Bab 27. Jambret

Màu nền
Font chữ
Font size
Chiều cao dòng

Tidak sengaja Azky menabrak wanita itu. Tangannya menarik dompet yang terus dipegang. Namun, keduanya justru saling memperebutkan.

Jo mendengkus. Dasar bocah ingusan. Bodoh!

Azky teringat kejadian Re dan Jo yang menjambret ibu-ibu waktu itu. Ia melakukan hal yang sama seperti mereka. Tangannya terus menarik tas dengan kasar.
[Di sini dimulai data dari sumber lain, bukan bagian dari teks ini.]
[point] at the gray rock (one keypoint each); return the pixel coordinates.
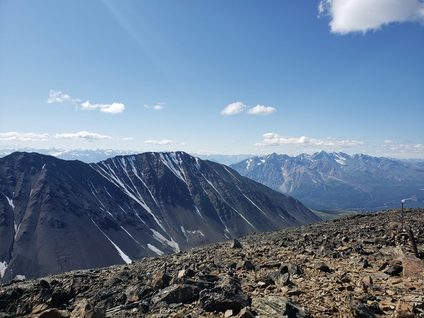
(177, 294)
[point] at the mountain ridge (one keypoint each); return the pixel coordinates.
(58, 215)
(337, 180)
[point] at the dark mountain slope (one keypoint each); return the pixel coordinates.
(58, 215)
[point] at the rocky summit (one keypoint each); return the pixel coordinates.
(362, 265)
(58, 215)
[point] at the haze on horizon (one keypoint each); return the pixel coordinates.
(239, 77)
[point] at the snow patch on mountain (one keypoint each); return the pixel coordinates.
(3, 267)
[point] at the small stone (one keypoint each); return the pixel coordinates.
(361, 310)
(323, 267)
(367, 281)
(393, 270)
(236, 244)
(161, 280)
(177, 294)
(54, 313)
(404, 310)
(39, 308)
(246, 313)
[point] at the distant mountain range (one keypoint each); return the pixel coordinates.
(58, 215)
(338, 181)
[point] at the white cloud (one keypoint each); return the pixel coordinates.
(272, 139)
(157, 106)
(403, 148)
(82, 135)
(366, 15)
(57, 97)
(159, 142)
(261, 110)
(114, 108)
(233, 109)
(60, 97)
(17, 136)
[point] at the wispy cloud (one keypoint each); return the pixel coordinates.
(58, 97)
(157, 106)
(261, 110)
(272, 139)
(233, 109)
(366, 15)
(17, 136)
(114, 108)
(239, 107)
(82, 135)
(411, 148)
(159, 142)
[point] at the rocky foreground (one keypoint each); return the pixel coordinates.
(357, 266)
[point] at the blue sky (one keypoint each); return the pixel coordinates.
(220, 76)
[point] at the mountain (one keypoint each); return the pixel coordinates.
(334, 181)
(357, 266)
(96, 155)
(224, 159)
(84, 155)
(58, 215)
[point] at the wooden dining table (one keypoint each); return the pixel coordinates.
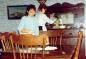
(65, 53)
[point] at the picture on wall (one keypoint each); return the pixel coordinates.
(16, 11)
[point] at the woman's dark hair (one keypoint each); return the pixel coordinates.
(30, 7)
(42, 6)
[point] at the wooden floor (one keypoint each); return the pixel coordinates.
(56, 54)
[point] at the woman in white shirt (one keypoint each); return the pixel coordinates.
(42, 20)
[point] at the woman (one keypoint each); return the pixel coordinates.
(42, 18)
(28, 23)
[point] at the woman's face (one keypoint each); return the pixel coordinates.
(43, 10)
(31, 12)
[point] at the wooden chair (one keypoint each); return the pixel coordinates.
(7, 44)
(26, 41)
(79, 41)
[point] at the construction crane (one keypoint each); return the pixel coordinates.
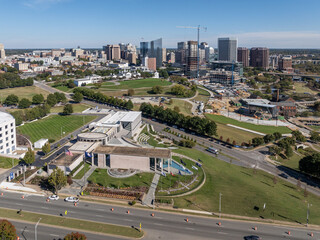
(198, 57)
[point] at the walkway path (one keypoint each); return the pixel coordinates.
(149, 198)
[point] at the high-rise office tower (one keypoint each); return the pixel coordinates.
(192, 57)
(2, 52)
(227, 49)
(156, 51)
(144, 49)
(113, 52)
(259, 57)
(285, 63)
(243, 56)
(181, 53)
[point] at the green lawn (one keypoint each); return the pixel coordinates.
(67, 222)
(77, 108)
(244, 192)
(259, 128)
(184, 106)
(62, 88)
(234, 134)
(7, 162)
(101, 177)
(84, 170)
(23, 92)
(172, 182)
(52, 126)
(139, 83)
(203, 95)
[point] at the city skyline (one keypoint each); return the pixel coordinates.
(69, 23)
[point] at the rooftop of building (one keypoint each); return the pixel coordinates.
(134, 151)
(5, 117)
(65, 160)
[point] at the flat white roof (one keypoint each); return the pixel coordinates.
(131, 116)
(5, 117)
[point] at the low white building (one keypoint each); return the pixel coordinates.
(88, 80)
(8, 141)
(40, 143)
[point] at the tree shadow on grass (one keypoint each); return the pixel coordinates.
(246, 174)
(293, 196)
(266, 183)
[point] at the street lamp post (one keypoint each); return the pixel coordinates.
(35, 229)
(220, 194)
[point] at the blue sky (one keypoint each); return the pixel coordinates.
(93, 23)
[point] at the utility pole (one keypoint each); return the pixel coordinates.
(220, 194)
(35, 230)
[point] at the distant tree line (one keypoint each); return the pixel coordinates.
(101, 98)
(12, 80)
(202, 126)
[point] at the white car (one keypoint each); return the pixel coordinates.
(71, 199)
(53, 197)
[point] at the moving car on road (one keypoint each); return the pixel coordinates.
(71, 199)
(53, 197)
(252, 237)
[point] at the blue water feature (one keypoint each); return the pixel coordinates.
(176, 165)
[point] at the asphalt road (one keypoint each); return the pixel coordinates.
(162, 226)
(26, 231)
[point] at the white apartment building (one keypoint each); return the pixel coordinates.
(7, 133)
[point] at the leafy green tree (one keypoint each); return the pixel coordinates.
(311, 164)
(289, 152)
(11, 100)
(46, 148)
(77, 97)
(7, 230)
(129, 105)
(157, 89)
(57, 179)
(75, 236)
(52, 100)
(24, 103)
(315, 137)
(268, 138)
(130, 92)
(68, 109)
(277, 136)
(176, 109)
(37, 99)
(29, 157)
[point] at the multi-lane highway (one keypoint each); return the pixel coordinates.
(163, 225)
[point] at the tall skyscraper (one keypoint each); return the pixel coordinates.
(2, 52)
(259, 57)
(144, 49)
(156, 51)
(113, 52)
(227, 49)
(192, 57)
(243, 56)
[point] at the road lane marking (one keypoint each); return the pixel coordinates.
(54, 235)
(190, 228)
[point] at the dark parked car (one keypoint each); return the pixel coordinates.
(252, 237)
(283, 175)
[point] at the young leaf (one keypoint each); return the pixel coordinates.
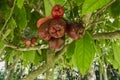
(20, 3)
(84, 53)
(92, 5)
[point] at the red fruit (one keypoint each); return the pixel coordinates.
(27, 42)
(56, 43)
(42, 20)
(57, 28)
(57, 11)
(33, 40)
(75, 31)
(43, 31)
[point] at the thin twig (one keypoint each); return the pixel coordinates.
(8, 18)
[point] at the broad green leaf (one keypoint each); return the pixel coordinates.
(28, 57)
(12, 56)
(20, 17)
(116, 49)
(70, 50)
(92, 5)
(48, 6)
(1, 44)
(20, 3)
(60, 2)
(11, 25)
(84, 53)
(115, 8)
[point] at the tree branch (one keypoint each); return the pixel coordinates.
(107, 35)
(27, 49)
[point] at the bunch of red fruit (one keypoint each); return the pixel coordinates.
(54, 28)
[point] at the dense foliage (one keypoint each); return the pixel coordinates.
(27, 55)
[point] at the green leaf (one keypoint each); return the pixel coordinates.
(11, 24)
(1, 44)
(70, 50)
(38, 58)
(78, 2)
(84, 53)
(20, 17)
(20, 3)
(116, 50)
(92, 5)
(48, 6)
(28, 57)
(11, 57)
(115, 8)
(60, 2)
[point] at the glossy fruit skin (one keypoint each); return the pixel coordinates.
(27, 42)
(43, 20)
(75, 31)
(57, 28)
(57, 11)
(43, 31)
(56, 44)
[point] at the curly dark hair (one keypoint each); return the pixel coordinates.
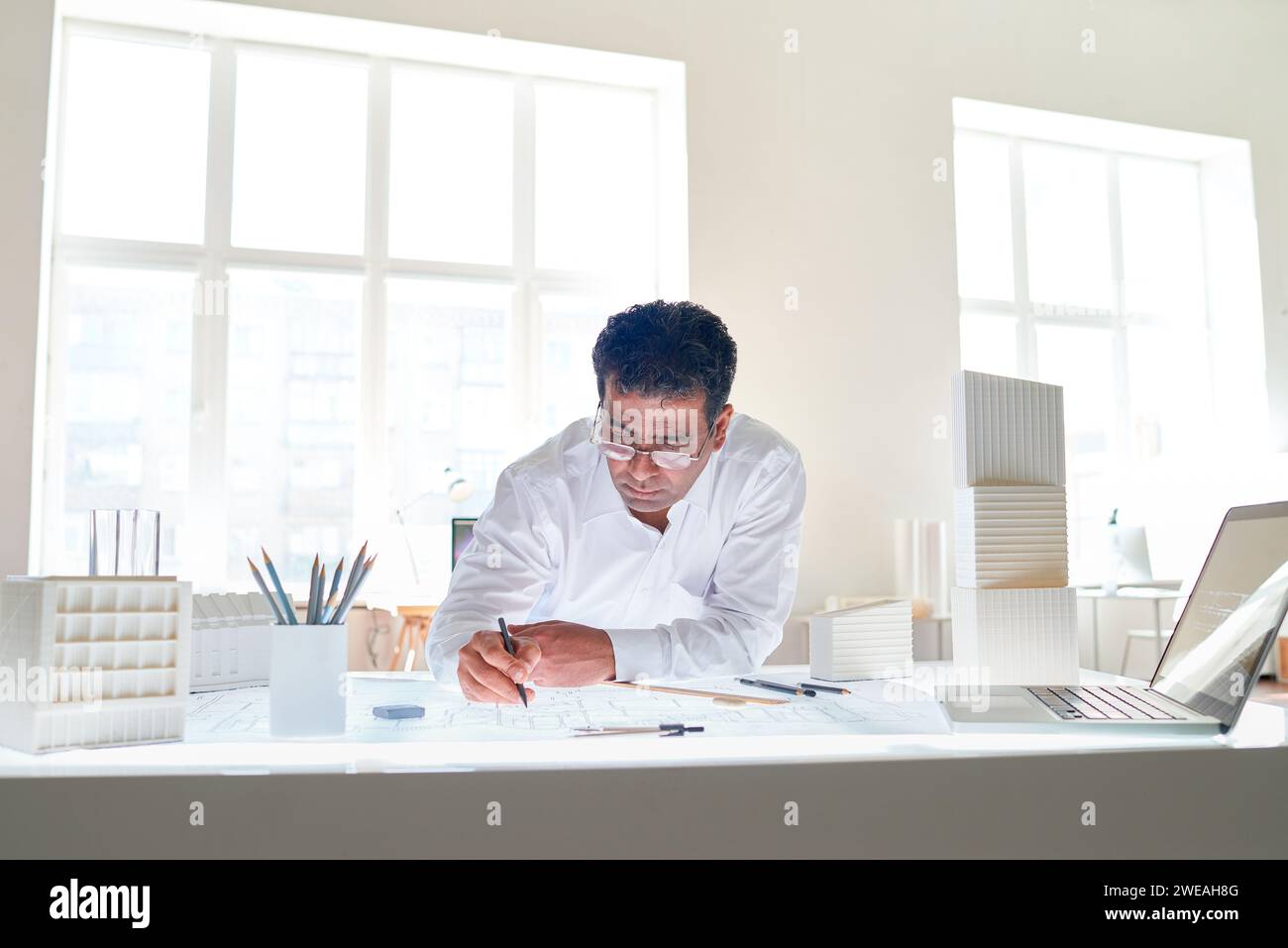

Tak peduli kuku dari jemari wanita itu mencakarnya. Cukup sulit bagi dirinya, tetapi ia harus berusaha demi mendapatkan tas berukuran kecil itu. Azky mendorong tubuh wanita tersebut sampai mengenai bahu eskalator. Ia berlari di eskalator yang kedengarannya cukup mudah, tetapi nyatanya sulit. Beruntung saja langkah kakinya begitu besar, sekitar empat langkah berlari kini ia sudah berdiri di lantai mall.

Wanita itu memegang sikut yang terbentur. "Tolong! Dia jambret tas saya! Tolong!"

Teriakan wanita itu membuat semua orang di sana menoleh ke sumber suara.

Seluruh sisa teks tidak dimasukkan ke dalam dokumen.